Akhirnya dengan dipimpin sang Kapten KPH Gondosisworo (Adik kandung Mayor KPH Gondosuputro), pasukan tersebut berangkat ke Aceh dengan kapal dari Pelabuhan Semarang pada tanggal 21 November 1873. Mereka berangkat dari Semarang bersama pasukan lain yang berasal dari Madura dan Pakualaman Yogyakarta.

Pada perang di Aceh ini, Legiun Mangkunegaran bisa memukul mundur pasukan Kesultanan Aceh ke arah perbukitan sehingga Belanda mengumumkan bubarnya kesultanan ini di Banda Aceh. Atas jasanya memimpin Legiun Mangkunegaran selama Perang Aceh, Raja Belanda menganugerahkan Ridder Kruis (Rider Cross) atau Salib Bangsawan Militaire Willems Orde (MWO) Kelas IV.

Legiun Mangkunegaran juga pernah dilibatkan dalam pengamanan Pulau Bangka selama 6 bulan dari bajak bahari yang beroperasi di Selat Bangka. Pemerintah Belanda juga pernah meminta bantuan Legiun Mangkunegaran untuk memadamkan kerusuhan di Kalimantan pada tahun 1860. Lalu Kapten GPH Gondosuputra diperintahkan untuk memimpin pasukan ekspedisi yang akan berangkat ke Kalimantan. Namun sebelum pasukan sempat diberangkatkan, kerusuhan sudah berhasil dipadamkan.
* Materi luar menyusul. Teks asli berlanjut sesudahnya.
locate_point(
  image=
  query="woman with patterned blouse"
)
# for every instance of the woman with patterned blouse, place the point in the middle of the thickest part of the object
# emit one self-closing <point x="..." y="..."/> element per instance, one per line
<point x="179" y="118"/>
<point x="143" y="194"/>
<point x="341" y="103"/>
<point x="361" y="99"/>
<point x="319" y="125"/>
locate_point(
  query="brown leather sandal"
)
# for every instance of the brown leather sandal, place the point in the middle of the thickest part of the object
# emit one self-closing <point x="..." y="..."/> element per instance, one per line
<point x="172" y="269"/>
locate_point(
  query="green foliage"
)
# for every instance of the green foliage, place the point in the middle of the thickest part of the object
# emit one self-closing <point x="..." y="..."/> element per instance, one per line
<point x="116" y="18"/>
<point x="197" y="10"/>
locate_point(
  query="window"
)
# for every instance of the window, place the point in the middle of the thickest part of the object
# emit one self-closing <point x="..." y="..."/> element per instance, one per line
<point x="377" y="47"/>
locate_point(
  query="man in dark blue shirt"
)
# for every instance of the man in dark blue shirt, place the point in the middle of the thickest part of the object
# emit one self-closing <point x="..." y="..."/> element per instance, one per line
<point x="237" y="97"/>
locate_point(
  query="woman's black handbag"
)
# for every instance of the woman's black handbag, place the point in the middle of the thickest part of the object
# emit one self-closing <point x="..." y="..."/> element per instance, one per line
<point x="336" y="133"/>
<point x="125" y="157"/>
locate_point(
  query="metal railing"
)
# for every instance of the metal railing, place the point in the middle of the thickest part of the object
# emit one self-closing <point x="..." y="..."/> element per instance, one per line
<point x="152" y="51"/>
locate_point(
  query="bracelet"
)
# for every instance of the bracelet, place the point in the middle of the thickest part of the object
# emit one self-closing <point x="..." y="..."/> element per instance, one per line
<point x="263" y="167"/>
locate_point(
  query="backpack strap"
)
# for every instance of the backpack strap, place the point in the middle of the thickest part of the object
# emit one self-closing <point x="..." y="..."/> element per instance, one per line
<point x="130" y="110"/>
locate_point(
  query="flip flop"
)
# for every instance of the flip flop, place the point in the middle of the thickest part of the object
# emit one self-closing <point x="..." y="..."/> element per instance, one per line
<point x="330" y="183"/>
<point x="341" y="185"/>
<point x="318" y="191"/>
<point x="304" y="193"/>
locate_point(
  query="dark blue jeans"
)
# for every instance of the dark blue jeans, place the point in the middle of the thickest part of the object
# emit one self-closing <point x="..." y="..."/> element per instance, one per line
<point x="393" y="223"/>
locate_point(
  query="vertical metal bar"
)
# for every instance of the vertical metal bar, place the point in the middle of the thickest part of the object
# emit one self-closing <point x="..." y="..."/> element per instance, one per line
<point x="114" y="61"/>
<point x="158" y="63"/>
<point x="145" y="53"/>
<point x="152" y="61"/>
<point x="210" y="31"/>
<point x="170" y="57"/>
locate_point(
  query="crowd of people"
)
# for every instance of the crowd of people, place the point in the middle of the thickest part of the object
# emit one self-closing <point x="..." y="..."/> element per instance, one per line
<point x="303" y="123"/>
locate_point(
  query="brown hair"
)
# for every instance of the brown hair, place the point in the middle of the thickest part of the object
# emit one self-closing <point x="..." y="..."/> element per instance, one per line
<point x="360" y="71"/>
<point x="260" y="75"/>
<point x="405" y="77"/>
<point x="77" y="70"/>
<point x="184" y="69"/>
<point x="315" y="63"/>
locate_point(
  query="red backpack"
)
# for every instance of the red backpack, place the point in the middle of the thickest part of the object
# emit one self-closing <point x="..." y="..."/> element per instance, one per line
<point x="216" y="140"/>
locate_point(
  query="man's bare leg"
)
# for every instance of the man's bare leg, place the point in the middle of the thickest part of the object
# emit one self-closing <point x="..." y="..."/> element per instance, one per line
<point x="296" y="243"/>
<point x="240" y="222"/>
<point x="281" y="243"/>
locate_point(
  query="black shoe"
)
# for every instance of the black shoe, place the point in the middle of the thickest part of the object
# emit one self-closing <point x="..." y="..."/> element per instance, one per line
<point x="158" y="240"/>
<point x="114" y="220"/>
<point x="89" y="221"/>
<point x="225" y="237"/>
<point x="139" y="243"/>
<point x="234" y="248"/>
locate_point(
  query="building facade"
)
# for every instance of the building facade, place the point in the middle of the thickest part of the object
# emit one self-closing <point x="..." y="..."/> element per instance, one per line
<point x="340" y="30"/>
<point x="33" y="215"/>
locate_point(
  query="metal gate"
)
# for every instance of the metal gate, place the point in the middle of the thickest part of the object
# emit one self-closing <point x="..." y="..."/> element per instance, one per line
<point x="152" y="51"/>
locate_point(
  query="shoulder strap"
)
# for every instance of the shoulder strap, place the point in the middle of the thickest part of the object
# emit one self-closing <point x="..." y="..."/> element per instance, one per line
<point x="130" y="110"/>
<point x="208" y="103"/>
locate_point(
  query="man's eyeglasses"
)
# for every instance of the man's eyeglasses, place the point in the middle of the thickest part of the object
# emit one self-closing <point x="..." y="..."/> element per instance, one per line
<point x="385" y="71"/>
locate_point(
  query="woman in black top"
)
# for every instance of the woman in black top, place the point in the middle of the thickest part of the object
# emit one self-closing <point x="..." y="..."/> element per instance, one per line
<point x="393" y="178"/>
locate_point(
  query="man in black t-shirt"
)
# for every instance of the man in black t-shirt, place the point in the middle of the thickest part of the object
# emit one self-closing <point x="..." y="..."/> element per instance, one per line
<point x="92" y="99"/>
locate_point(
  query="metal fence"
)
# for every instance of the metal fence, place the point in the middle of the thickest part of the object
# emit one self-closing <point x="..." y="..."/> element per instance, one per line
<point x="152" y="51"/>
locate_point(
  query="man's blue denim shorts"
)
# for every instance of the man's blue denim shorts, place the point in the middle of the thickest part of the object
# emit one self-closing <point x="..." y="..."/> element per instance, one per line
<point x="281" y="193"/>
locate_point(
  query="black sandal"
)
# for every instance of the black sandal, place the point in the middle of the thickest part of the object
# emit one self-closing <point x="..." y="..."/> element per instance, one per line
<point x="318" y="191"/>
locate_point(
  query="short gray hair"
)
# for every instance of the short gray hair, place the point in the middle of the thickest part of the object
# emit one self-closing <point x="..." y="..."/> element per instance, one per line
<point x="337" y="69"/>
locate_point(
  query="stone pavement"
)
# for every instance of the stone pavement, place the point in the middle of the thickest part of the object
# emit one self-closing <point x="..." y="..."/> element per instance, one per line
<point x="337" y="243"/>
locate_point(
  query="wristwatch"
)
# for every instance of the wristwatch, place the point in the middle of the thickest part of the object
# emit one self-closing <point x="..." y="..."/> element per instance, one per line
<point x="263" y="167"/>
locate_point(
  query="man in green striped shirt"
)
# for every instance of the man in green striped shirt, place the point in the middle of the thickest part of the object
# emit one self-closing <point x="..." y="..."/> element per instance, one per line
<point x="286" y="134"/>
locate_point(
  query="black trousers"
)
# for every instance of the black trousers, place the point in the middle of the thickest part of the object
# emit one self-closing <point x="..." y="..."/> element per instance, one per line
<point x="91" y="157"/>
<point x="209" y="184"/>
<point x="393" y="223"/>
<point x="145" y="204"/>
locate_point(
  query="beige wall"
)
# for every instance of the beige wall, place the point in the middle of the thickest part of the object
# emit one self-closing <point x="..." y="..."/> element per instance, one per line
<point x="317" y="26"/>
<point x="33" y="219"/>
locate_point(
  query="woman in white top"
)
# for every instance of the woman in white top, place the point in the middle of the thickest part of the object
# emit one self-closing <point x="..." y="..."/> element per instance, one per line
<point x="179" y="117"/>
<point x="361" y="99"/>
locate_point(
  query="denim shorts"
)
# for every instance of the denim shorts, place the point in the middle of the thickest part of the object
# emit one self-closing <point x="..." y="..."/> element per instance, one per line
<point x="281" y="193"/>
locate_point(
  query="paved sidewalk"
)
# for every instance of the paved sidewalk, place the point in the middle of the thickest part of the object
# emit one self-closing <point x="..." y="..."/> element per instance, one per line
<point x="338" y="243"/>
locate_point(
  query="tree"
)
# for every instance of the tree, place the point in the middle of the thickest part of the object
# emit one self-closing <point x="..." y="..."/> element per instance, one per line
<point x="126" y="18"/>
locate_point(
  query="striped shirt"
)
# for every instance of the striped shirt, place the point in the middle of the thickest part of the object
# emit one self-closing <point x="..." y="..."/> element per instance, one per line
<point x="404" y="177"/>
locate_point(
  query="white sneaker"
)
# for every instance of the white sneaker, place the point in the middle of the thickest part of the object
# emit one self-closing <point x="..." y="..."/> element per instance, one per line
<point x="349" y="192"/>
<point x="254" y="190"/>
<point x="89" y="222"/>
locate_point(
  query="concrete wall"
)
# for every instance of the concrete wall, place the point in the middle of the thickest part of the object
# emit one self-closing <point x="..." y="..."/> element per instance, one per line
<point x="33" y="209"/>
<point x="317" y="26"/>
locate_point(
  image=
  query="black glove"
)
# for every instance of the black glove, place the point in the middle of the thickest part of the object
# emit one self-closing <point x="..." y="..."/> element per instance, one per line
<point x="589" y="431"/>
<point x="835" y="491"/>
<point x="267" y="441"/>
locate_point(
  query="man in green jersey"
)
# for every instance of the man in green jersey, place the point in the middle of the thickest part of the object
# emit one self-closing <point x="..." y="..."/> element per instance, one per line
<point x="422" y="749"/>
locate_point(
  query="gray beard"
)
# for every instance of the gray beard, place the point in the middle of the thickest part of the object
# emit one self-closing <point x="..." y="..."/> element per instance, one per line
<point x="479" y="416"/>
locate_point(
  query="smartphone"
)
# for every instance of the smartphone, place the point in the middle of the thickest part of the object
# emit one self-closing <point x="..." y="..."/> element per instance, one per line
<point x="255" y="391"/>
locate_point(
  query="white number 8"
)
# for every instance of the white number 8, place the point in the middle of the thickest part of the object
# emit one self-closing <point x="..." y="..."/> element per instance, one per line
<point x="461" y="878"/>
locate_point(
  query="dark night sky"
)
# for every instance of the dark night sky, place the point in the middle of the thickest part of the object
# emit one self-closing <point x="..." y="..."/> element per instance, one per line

Legiun Mangkunegaran juga mengenal pasukan bersenjata yang beranggotakan wanita muda. Pasukan wanita ini juga terlatih sama mirip pasukan pria. Para perempuan muda ini selain mahir bersenjatakan tombak dan sumpit juga bisa menggunakan senjata api. Selain itu para wanita cantik ini juga piawai berdendang serta memainkan alat musik. Pasukan wanita ini pun juga selalu turut mengawal Mangkunegara dan juga melayani Mangkunegara dalam hal umum. Seperti membawa cerutu, memberi penyambutan, dan lain-lain.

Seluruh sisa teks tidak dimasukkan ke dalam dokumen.